August 21, 1964: 19-year-old lefty rookie Billy McCool allows only one hit in 6 1/3 innings of relief in a 3-2 win over the Los Angeles Dodgers at Dodger Stadium. It was McCool’s longest outing to date and led to three starts later in the year.

This was Reds manager Fred Hutchinson’s last year with the team as he lost his battle with cancer. McCool’s performance kept the Reds in second place. Later in the season, the Reds pulled off a nine-game winning streak and closed the gap to 1/2 game before losing their last two games of the season. They finish the season 92-70, and one game out of first place.

McCool finished the year 6-5 with a 2.42 ERA and 87 K’s in 89 innings. He finished his career 32-42 with a 3.59 ERA pitching almost exclusively in relief.

August 21, 1967: Jim Maloney fired a two-hitter and walked only two as the Reds beat the San Francisco Giants in Candlestick Park, 2-0. The two Giants hits came in the first two innings as Maloney didn’t allow a hit through the last 7 1/3 innings of the game. This performance came five days after Maloney had a no-hitter through six 1/3 innings against the Pittsburgh Pirates before hurting his ankle legging out a triple and having to leave the game. In those two games, Maloney pitches 13 1/3 innings of two hit baseball.

For the season Maloney finished 15-11 with a 3.25 ERA. The Reds spent 61 days in first place this season, the last day coming on June 18. They eventually finished 87-75, 14 1/2 games out of first place.

August 21, 1977: Hall of Fame pitcher Tom Seaver makes a triumphant return to New York’s Shea Stadium, and pitches a complete game, allowing six hits and striking out 11 in a 5-1 Reds win. Seaver the hitter also collects a double and scores two runs in the game.

Seaver had been acquired from the Mets on June 15 for infielder Doug Flynn, pitcher Pat Zachry, and outfielders Steve Henderson and Dan Norman. For the remainder of the season (20 starts), Seaver goes 14-3 with a 2.34 ERA for the Reds, and throwing 14 complete games. For the season, Seaver was 21-6 with a 2.58 ERA and finished third in Cy Young Award voting. With the Reds for six seasons, Seaver goes 75-46 with a 3.18 ERA. For his career, Seaver finishes 311-205 with a 2.86 ERA. The Reds finished the season 88-74 , 10 games behind the Los Angeles Dodgers.

August 21, 1990: Reds manager Lou Piniella provides television one of the greatest managerial argument moments ever as he tosses first base twice into right field after getting into an argument with umpire Dutch Rennert. The Reds won the game, 8-1, with Billy Hatcher tying a major league record with four doubles in the game.

The base tossing incident made instant headlines and led to local fun. From “Redleg Journal” discussing August 23rd:

“The Cincinnati Enquirer sponsors a lunchtime base-throwing contest to see if anyone could top Lou Piniella’s 35-foot toss during the game two nights earlier. Cincinnati Mayor Charlie Luken won the contest with a throw measuring 43 1/4 feet. Despite wearing high heels, Mary Krutko of WKRC-TV won the women’s division with a fling of 40 feet.”

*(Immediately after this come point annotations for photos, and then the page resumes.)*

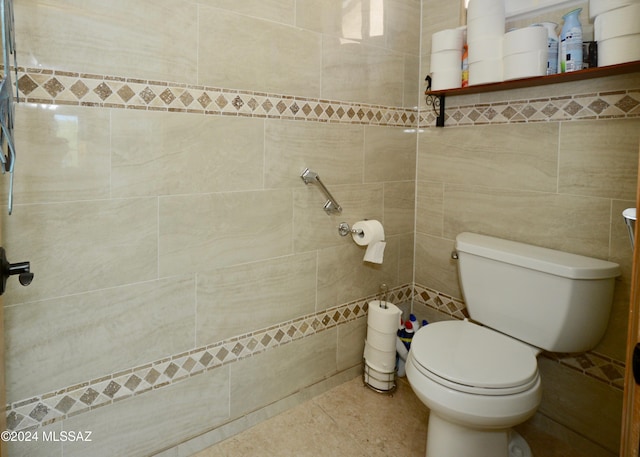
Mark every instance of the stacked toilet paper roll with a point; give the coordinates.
(525, 52)
(383, 321)
(485, 30)
(370, 234)
(446, 59)
(617, 32)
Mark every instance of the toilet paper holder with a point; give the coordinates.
(344, 229)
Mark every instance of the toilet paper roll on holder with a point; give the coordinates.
(344, 229)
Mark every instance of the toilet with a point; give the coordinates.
(479, 377)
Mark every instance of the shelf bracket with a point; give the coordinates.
(435, 101)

Oh, in case you didn’t know, the 1990 Reds won the World Series title in four games over the Oakland Athletics. They led the division wire to wire, leading by as many as 10 games, before finishing the season 91-71 games with a five game lead over the Los Angeles Dodgers.

August 21, 2002: From’s bullpen a non-Reds story that Louisville residents will remember:

In longest game ever played in Little League World Series history, Louisville, KY beats Fort Worth, TX in the US semifinal in 11 innings, 2 – 1. A record-setting with 49 strikeouts are recorded as Fort Worth’s Walker Kelly strikes out 21 in nine two-hit innings and Louisville’s Aaron Alvey fan 19 batters over nine no-hit innings.